- Secretary of state speaks before heading to talks in Vienna
- Russia's offering a plan that doesn't call for Assad to leave
The U.S. and its allies remain firmly opposed to any role for President Bashar al-Assad in Syria’s future, Secretary of State John Kerry said, drawing a sharp line of disagreement with Iran and Russia before talks in Vienna resume.
Asking the Syrian opposition “to trust Assad or to accept Assad’s leadership is simply not a reasonable request,” Kerry said on Thursday. “It is literally, therefore, a non-starter.” He acknowledged that the U.S. and its allies are “still working through” the question of Assad and his role with Russian and Iranian officials.
The top U.S. diplomat spoke at the United States Institute of Peace, a policy center in Washington funded by Congress, before departing for talks in Vienna Saturday seeking a political settlement to the civil war that has claimed around 250,000 lives and triggered the worst refugee crisis since World War II.
Despite the rising human cost, diplomats say reaching a political solution for Syria will be a long, difficult process because the countries gathering in Vienna are at odds over how to proceed. Russia and Iran back Assad, while the U.S. and its allies in the Gulf and Europe demand that he step down sooner or later.
Kerry delivered the speech “to be transparent in what we’re trying to pursue” at the meeting, according to Mark Toner, a State Department spokesman.
When Kerry listed areas of agreement with Russia and other nations, he mentioned inclusive governance in Syria, free and fair elections, and the need to keep state institutions intact, but he didn’t use the word "transition."
That’s a key word that must be defined as transferring power from the Assad family and its powerful allies because “otherwise it’s meaningless," said Andrew Tabler, a fellow at the Washington Institute for Near East Policy.
"Unless we are very careful about what we are negotiating about here, Washington could get caught in a Potemkin process that only strengthens Iran and Russia’s hand and the partition of the country," Tabler said in an e-mail after Kerry spoke.

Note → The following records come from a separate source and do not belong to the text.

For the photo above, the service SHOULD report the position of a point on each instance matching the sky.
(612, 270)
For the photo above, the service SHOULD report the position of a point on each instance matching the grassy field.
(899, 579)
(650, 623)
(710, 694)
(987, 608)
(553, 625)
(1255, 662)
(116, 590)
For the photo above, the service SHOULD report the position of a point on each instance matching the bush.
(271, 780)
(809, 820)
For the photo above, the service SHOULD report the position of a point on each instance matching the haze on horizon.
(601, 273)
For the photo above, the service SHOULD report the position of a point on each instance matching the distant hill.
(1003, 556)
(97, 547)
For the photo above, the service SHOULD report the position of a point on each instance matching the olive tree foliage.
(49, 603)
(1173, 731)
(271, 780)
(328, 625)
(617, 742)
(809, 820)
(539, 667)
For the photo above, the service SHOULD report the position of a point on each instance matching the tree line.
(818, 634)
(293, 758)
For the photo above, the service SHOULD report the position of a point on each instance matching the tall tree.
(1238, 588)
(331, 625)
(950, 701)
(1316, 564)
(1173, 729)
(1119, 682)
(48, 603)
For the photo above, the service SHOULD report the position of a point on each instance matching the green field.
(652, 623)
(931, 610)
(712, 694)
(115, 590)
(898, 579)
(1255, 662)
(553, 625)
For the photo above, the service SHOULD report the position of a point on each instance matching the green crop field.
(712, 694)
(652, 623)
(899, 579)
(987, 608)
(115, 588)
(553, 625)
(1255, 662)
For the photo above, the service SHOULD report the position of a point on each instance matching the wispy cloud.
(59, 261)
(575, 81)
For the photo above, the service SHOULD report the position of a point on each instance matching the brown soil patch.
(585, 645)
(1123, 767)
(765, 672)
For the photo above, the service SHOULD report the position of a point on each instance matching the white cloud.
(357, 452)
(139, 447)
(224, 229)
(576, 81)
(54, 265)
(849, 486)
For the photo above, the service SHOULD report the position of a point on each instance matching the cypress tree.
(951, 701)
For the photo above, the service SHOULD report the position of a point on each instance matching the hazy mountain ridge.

Progress toward a diplomatic solution in Syria would be the best possible boost for the international fight against Islamic State terrorists that have seized a swath of Syria and Iraq, Kerry said. He said that an international coalition has “significantly degraded” the group’s leadership.
Kerry argued that Islamic State has a symbiotic relationship with the Assad regime. "They even do business with each other," Kerry said, "buying and selling oil.” He said they “are enemies far more in theory than in fact, and neither has shown any interest in bringing the killing to an end."
Nothing would do more to bolster the fight against the terrorist group, Kerry said, "than a broadly supported diplomatic process."
In Vienna, Russia will present an eight-point plan calling for the creation of a constitutional reform commission made up of opposition and regime figures. While Assad wouldn’t be permitted to serve as chairman for the talks, nothing in the Russian plan indicates he’d be barred from staying on or from running in a presidential election that would follow a referendum on a new constitution.
The officials gathered in Vienna -- including foreign ministers from France, Britain, Saudi Arabia and Turkey -- will begin discussing which opposition groups should be permitted to participate and which should be banned as terrorists.
The diplomats will also discuss the mechanics of a cease-fire after a briefing from United Nations Special Envoy Staffan de Mistura, as well as confidence-building measures to encourage parties to put down their guns. These include prisoner exchanges and an end to the regime’s barrel bombing.
“We feel some momentum coming out of the last meeting at Vienna where we had all the various stakeholders around the table,” Toner said Wednesday. “We’re looking to continue to make progress on that.”
Unlike an initial Vienna meeting held on Oct. 30, Iranian Foreign Minister Mohammad Javad Zarif won’t attend, according to Iranian media.
Kerry believes frequent meetings will inevitably produce progress, according to British Foreign Minister Philip Hammond. Kerry is using “a philosophy based on momentum,” Hammond said. “You get people together, you force them to make some forward movement just by keeping their noses to the grindstone, keeping them locked in a room.”
The aim, Hammond said, is to “get this starting to feel like an ongoing process where everybody says at the end, ‘When’s the next meeting?”’
Fred Hof, the State Department’s former adviser on Syria, says that approach is misguided at best. “The Vienna initiative seeks to substitute a process for acting against rampant regime criminality,” said Hof, now a senior fellow at the Atlantic Council, a Washington policy group.
A second round of the Vienna talks shouldn’t take place until the Assad regime stops bombing attacks and sieges against civilians, Hof said in an interview. Before engaging in further talks, the U.S. and its allies should establish “a comprehensive, collective strategy,” he said.
Kerry acknowledged that "there remains much work to do" and said that the U.S. message in Vienna will be that "we all have a responsibility, not to dig in our heels, but to take the next forward step so the bleeding can stop and the building can begin."